Si nous suivons le cours de l’Ouady, en le remontant à partir de l’Ouest, nous trouvons, sur la rive gauche, à peu de distance de la berge, une vaste construction : le Kasr Fir’aoun ou Château de Pharaon. C’est un temple, vraisemblablement. Quatre colonnes soutenaient l’entrée du pronaos ; les murs, encore debout, sont intacts, ou à peu près, jusqu’à la corniche que décorent des triglyphes et des boucliers. La toiture effondrée remplit l’intérieur des trois salles d’une quantité de débris ; ces salles, très hautes, étaient ornées avec du stuc, tombé aujourd’hui ; mais les fiches de bois qui servaient à le retenir sur la pierre sont encore parfaitement visibles. Ce monument est le mieux conservé de la Pétra bâtie ; il est d’une époque tardive, à en juger par le style et la facture.

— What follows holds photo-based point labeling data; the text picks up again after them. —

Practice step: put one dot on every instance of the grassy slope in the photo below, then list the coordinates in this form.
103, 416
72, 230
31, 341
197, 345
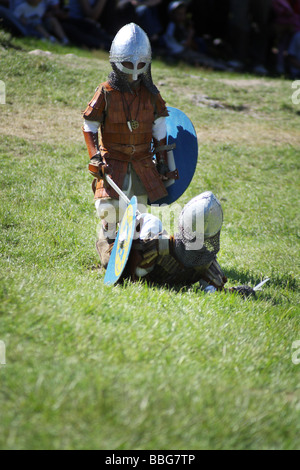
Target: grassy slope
133, 367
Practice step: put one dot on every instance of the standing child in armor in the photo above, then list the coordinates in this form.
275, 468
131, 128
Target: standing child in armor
130, 113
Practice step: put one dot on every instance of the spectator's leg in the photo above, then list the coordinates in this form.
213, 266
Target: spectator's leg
240, 30
261, 10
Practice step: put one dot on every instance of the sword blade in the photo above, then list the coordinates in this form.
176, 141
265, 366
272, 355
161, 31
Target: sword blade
117, 189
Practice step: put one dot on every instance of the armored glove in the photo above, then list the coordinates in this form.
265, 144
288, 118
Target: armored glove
98, 166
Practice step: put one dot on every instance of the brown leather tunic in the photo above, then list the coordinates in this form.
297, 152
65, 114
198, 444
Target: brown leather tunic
119, 145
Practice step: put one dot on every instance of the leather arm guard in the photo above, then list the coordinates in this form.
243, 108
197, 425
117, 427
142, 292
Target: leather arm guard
97, 166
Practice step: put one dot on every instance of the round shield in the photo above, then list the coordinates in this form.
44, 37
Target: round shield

En contre-bas, le long de la rivière, il y avait la voie triomphale avec son arc, ses colonnades, des massifs de maçonnerie qui paraissent avoir été des socles de statues ; peut-être voit-on encore les bases de la tribune des orateurs. En cherchant bien, on peut reconstituer la place publique, de dimensions assez médiocres.

Les Romains, qui voyaient si grand, ne paraissent pas avoir jamais goûté un large forum où, sous l’émotion des harangues, les mouvemens populaires pouvaient subitement se déchaîner. Il devait y avoir une raison politique bien puissante, car celui de Pétra ne le cède en rien, comme exiguïté, à ceux de Timgad, de Pompéi et même de Rome.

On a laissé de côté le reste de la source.